Some smaller business in the country have expressed concerns over the agreement which is set to take effect January 2021, saying there is the high possibility of ‘dumping’ from other countries which will create unfair competition for them, and eventually making Ghana lose out on the benefits of this trade deal.
However, speaking at an event in Accra themed: ‘Empowering Ghanaian Businesses to Harness the benefits of the African Continental Free Trade Agreement Under the Framework of the National Export Development Strategy’, Mr. Kyerematen said the policy framework governing the trade deal has put in place measures which allows countries to exclude some products they consider sensitive enough to affect the growth of their economies from the free tariffs under the AfCFTA agreement.
“In deciding on the categories of products that will be traded in the AfCFTA, the basic and fundamental principle is that countries are given the opportunity to identify certain categories of goods that will be described as sensitive and certain categories that will be described as exclusive goods. It means that based on the vulnerabilities associated with particular products in a particular country, you can exclude that category of products.
For every country, you are allowed to designate 3 percent of your tradable goods as exclusive goods and for 7 percent of the goods that you trade, you are allowed to categorise them as sensitive goods; which means that you can only liberalise or reduce or eliminate the tariffs on those goods over a certain period of time.
In addition to that, as part of the framework agreement of the AfCFTA, there are various specific safeguards that are reflected in the agreement which allows countries to protect themselves against unfair competition in certain goods that will be traded,” he said, assuring that sanctions will be applied to member countries which go against the rules of the game; hence, no country will experience unfair trade practices.
Ghana is ready for AfCFTA
The Trade Minister further stated that the country has put in the needed structures and programmes to ensure that businesses in the country are given the necessary support to remain competitive in this trade agreement.

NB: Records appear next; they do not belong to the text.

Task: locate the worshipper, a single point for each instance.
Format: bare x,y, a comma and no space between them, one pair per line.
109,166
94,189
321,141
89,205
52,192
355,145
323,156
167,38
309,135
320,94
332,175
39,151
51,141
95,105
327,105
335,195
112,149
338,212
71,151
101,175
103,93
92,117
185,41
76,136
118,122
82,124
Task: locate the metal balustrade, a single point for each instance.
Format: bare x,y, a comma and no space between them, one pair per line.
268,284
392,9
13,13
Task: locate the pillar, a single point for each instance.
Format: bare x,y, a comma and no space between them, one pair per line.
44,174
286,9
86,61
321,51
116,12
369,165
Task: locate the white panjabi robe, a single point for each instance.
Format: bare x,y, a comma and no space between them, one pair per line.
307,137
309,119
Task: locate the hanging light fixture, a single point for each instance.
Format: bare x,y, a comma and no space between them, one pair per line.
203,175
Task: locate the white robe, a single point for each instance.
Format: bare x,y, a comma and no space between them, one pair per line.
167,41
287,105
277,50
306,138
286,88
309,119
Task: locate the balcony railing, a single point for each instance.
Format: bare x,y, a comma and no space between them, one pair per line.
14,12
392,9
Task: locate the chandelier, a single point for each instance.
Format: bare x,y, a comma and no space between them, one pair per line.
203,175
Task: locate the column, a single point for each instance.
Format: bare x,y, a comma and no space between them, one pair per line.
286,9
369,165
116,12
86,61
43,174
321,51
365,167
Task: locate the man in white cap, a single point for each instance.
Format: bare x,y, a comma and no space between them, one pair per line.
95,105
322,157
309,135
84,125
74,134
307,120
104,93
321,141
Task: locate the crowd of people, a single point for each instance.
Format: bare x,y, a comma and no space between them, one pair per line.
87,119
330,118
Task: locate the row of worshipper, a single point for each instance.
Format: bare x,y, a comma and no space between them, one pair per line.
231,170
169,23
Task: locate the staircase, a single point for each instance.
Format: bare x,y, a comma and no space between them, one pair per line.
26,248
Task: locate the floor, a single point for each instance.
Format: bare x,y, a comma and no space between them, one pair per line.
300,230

“I say we are ready on two grounds. First, we have introduced institutional frameworks that makes us ready and I believe you recall that the President has introduced an inter-ministerial facilitation team made up of critical-sector ministers who are supposed to provide strategic guidance and support to make Ghana ready for the AfCFTA. There is national steering committee that is coordinating and guiding the support that will be given to the private companies and other stakeholders,” he said.

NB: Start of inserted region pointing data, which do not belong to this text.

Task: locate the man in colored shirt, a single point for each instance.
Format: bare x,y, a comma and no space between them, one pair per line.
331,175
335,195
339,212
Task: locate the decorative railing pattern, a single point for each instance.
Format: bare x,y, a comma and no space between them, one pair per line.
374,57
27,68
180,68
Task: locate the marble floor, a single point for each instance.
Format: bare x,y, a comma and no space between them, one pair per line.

In addition, he said, seven technical working groups have also been established to examine details required to make sure that the policy is supportive and provides assistance to the benefit of private companies in the country.

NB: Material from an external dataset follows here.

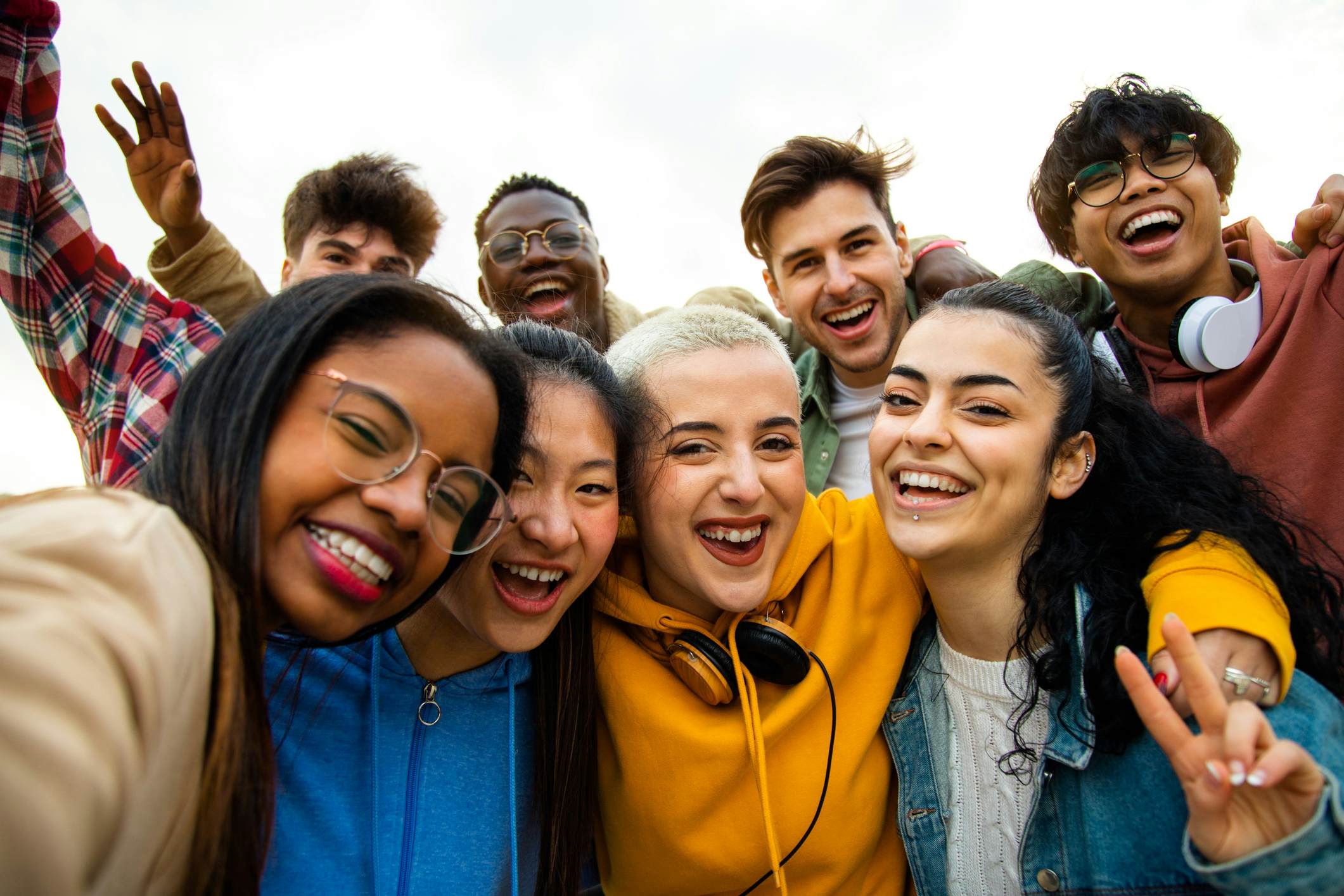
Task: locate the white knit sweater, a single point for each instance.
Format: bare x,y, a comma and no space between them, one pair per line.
988,808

Also commenting at the event, Chief Executive Officer of the Private Enterprise Federation (PEF), Nana Osei Bonsu called on manufacturers to be more innovative and concentrate on adding value to the country’s raw material base in order for the economy to realise the gains from the trade pact.
The Secretary General of Trade Union Congress (TUC) Dr. Anthony Yaw, lauded African governments for introducing this agreement. He encouraged collaboration between key stakeholders to ensure that Ghana benefits fully from the implementation of the AfCTA. The AfCFTA provides the opportunity for Africa to create the world’s largest free trade area, with the potential to unite 1.3 billion people, in US$2.5 trillion economic bloc and usher in a new era of development.
The main objectives of the AfCFTA are to create a continental market for goods and services, with free movement of people and capital, and pave the way for creating a Customs Union. It will also grow intra-African trade through better harmonization and coordination of trade liberalization across the continent.